Sunday, I took off the airbox and dismantled it for cleaning. It was pretty goopy in the lower side. Not so much where the vent line from the cylinder head goes into the top. That part of the airbox was completely clogged. Not with oil though. It was clogged on the slotted ends where the condensation and blowby is routed to the sides of the upper inside of the airbox. I believe that it was corrosion from 40 years of cold starts. I cleaned the narrow passages with a hack saw blade and coat hanger wire.

I don't know if you are familiar with the early G airbox, but it is a complicated heavy and clearly difficult to build item.

I took the carbs off. I could see that a clamp on the vacuum connection may have fouled the actuation bar on the enrichment circuit. Not certain. I did not fully dismantle the carbs. I did remove the float bowls and sprayed carb cleaner through the main and pilot air passages and verified it was coming out in the right places in the carb bodies. I was 100% sure the pilot circuit was 100% functional anyway.

The elastomer velocity stacks that seal the airbox to the carbs were pretty sticky and gummy. They were still flexible though, and they were cleaned. Checked the voltage on the DYNA coils. Only 8 volts with the ignition on and running lights head light and tail light on. It showed 12 at the battery with the ignition off. Didn't check battery voltage with all the draws with the ignition on. It was starting fine anyway.

I had suspected electrical, because I've never had a carb problem that affected all carbs the same at the same time. Another 1000G had a blocked air passage from the bell mouth to the emulsion tube and progression holes, but only that one cylinder had a problem.

In any case, I reassembled it, and it now is back to running perfectly. A completely blocked breather from the crank case was a shocker. I had noticed a split in the hose from the valve cover to the airbox and repaired that a month or so ago.

Anyway, if I think its fuel, its electric, and if I think its electric, its fuel, likely as not.

the crank case vent in the airbox will be checked on my other "G"s

https://imgur.com/gallery/iWbwMnY
 
Whiole not exactly the same thing, we had a rather clogged PCV valve on our Subaru. It gernerated enough pressure to blow out a seal before I was able to replace (it was on my to do list)

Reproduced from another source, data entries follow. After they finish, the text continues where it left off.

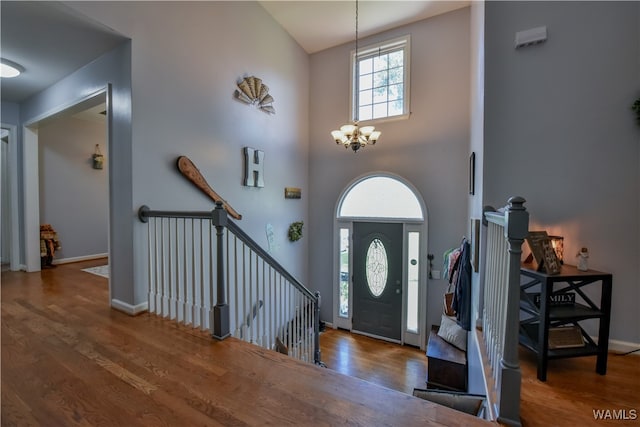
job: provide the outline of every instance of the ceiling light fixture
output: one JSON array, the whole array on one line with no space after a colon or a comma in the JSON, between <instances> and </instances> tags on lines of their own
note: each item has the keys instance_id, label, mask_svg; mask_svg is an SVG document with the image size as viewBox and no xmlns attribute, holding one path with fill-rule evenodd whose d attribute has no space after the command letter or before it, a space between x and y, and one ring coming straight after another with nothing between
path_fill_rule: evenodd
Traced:
<instances>
[{"instance_id":1,"label":"ceiling light fixture","mask_svg":"<svg viewBox=\"0 0 640 427\"><path fill-rule=\"evenodd\" d=\"M358 0L356 0L356 69L355 69L355 88L356 96L359 96L359 80L360 80L360 60L358 57ZM369 144L374 145L378 138L380 138L381 132L376 130L373 126L358 126L358 107L355 109L355 120L353 123L343 125L340 130L331 131L331 136L336 141L336 144L342 144L345 148L351 148L355 153L360 148L363 148Z\"/></svg>"},{"instance_id":2,"label":"ceiling light fixture","mask_svg":"<svg viewBox=\"0 0 640 427\"><path fill-rule=\"evenodd\" d=\"M0 77L12 78L19 76L24 71L24 67L8 59L0 58Z\"/></svg>"}]
</instances>

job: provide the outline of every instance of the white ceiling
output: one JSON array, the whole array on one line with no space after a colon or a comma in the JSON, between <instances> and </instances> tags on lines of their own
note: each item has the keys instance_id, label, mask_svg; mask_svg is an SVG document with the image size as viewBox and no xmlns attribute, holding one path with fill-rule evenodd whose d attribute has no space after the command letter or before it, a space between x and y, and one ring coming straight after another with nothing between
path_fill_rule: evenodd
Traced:
<instances>
[{"instance_id":1,"label":"white ceiling","mask_svg":"<svg viewBox=\"0 0 640 427\"><path fill-rule=\"evenodd\" d=\"M355 39L355 1L259 1L307 53ZM72 4L72 3L71 3ZM359 1L359 36L465 7L469 1ZM22 102L127 38L58 1L0 0L0 56L25 72L0 80L3 101Z\"/></svg>"},{"instance_id":2,"label":"white ceiling","mask_svg":"<svg viewBox=\"0 0 640 427\"><path fill-rule=\"evenodd\" d=\"M355 1L260 1L307 53L355 40ZM469 5L469 1L360 0L358 36L366 37Z\"/></svg>"}]
</instances>

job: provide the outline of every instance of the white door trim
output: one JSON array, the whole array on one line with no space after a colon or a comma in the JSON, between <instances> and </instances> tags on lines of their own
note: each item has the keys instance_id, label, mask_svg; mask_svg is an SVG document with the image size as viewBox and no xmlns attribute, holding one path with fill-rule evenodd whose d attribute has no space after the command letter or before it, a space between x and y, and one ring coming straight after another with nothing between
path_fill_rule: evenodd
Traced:
<instances>
[{"instance_id":1,"label":"white door trim","mask_svg":"<svg viewBox=\"0 0 640 427\"><path fill-rule=\"evenodd\" d=\"M18 127L15 125L0 124L0 127L9 130L9 199L11 200L10 218L10 247L11 260L9 269L11 271L20 270L20 210L18 206ZM6 218L5 218L6 220Z\"/></svg>"}]
</instances>

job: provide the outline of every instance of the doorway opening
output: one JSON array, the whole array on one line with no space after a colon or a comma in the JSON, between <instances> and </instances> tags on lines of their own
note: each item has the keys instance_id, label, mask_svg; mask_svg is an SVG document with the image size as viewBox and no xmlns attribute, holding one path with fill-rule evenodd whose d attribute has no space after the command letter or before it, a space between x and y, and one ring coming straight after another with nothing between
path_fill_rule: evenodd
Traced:
<instances>
[{"instance_id":1,"label":"doorway opening","mask_svg":"<svg viewBox=\"0 0 640 427\"><path fill-rule=\"evenodd\" d=\"M424 349L427 216L419 192L394 174L362 176L340 195L335 230L334 327Z\"/></svg>"},{"instance_id":2,"label":"doorway opening","mask_svg":"<svg viewBox=\"0 0 640 427\"><path fill-rule=\"evenodd\" d=\"M109 156L108 154L105 156L107 160L104 162L103 170L94 170L92 154L96 144L103 147L104 153L110 151L110 98L110 87L107 86L71 106L62 106L23 127L24 161L25 164L34 165L24 172L24 245L27 271L39 271L42 267L40 225L42 221L54 221L51 218L57 218L57 221L54 221L56 223L52 225L60 235L62 248L66 251L63 259L60 260L61 263L104 258L109 255ZM91 115L102 116L102 118L95 117L87 120ZM98 122L94 124L100 129L95 131L96 126L81 124L89 121ZM65 138L64 126L56 126L58 123L75 123L77 127L72 134L82 129L83 134L93 135L95 139L86 142L85 138L76 138L78 141L70 142L74 139L74 135L69 134ZM45 129L55 130L49 133L48 138L54 142L45 144L40 140L40 133L44 134ZM56 139L64 140L64 143L56 144ZM65 162L67 167L60 166ZM51 171L47 170L47 167L51 169L56 165L58 165L57 169L63 170L57 170L54 173L57 178L52 180ZM80 171L84 175L79 178L75 175L76 179L73 176L74 170L76 174ZM88 188L90 186L94 189L97 186L100 194L92 194L93 190ZM56 193L57 197L51 193ZM95 200L90 200L91 198ZM97 200L100 200L101 204L97 203ZM99 213L86 212L87 206L94 208L96 205L101 206ZM87 216L100 218L96 220ZM83 227L89 231L87 232ZM94 232L92 233L91 230ZM96 244L98 239L100 239L99 244ZM82 249L83 247L88 249ZM99 249L96 249L97 247Z\"/></svg>"}]
</instances>

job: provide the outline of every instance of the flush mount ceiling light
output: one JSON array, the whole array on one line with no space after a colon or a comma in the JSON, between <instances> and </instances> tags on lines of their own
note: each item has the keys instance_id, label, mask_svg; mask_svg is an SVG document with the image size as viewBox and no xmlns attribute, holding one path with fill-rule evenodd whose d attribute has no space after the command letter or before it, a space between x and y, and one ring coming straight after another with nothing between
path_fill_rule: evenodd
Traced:
<instances>
[{"instance_id":1,"label":"flush mount ceiling light","mask_svg":"<svg viewBox=\"0 0 640 427\"><path fill-rule=\"evenodd\" d=\"M9 61L5 58L0 58L0 77L11 78L17 77L24 71L24 67L20 64L16 64L13 61Z\"/></svg>"},{"instance_id":2,"label":"flush mount ceiling light","mask_svg":"<svg viewBox=\"0 0 640 427\"><path fill-rule=\"evenodd\" d=\"M360 60L358 57L358 0L356 0L356 78L355 93L359 92L359 77L360 76ZM358 126L358 109L355 109L355 120L351 124L343 125L340 130L331 131L331 136L336 141L336 144L342 144L345 148L351 148L355 153L360 148L363 148L369 144L374 145L378 138L380 138L380 131L375 130L373 126L364 126L360 128Z\"/></svg>"}]
</instances>

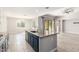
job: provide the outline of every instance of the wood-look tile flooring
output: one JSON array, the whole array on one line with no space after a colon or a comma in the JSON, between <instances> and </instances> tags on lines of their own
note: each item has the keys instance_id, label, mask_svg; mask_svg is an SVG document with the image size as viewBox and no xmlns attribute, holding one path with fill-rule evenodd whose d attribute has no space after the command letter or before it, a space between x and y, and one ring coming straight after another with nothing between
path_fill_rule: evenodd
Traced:
<instances>
[{"instance_id":1,"label":"wood-look tile flooring","mask_svg":"<svg viewBox=\"0 0 79 59\"><path fill-rule=\"evenodd\" d=\"M7 52L34 52L32 47L25 41L25 33L9 35ZM79 35L63 33L58 35L58 52L79 52Z\"/></svg>"},{"instance_id":2,"label":"wood-look tile flooring","mask_svg":"<svg viewBox=\"0 0 79 59\"><path fill-rule=\"evenodd\" d=\"M59 52L79 52L79 34L60 34L57 42Z\"/></svg>"}]
</instances>

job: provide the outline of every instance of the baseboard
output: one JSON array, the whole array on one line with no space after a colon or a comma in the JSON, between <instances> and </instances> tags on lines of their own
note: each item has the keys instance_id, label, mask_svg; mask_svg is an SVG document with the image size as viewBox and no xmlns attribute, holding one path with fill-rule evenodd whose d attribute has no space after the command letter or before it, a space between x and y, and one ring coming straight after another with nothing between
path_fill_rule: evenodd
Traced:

I'm not surprised that it could create running problems on your G. Happy for you that it is back to being a pleasure, rather than a pain.
 
I haven't cleaned it since the incident. There is a bit of oil on the top ohad had f the right cylinder. This bike has never leaked, and still doesn't. It has regularly black dirt stick to the front of cylinder base gasket. I would expect for the gasket to push out near the front side of the cam chain galley if it was going to at all. I've got about 150 miles of city riding on it since the repair. Honestly, I really do not know what was making it act up, but I do recognize that the simple combination of repairs made the problem go away. I'm hoping that after a cleaning the engine will staly clean like it always has. I really don't want to pull the top end. It is a great looking and riding bike, but it has 60+K miles, and it is a G after all. I prefer a G, but they are never going to be worth any money.

I had the oil breather container, a Castrol brake fluid liter bottle, freeze the the valve cover breather hose. Oil went everywhere, and it did lose power until it blew the cap off of the valve cover.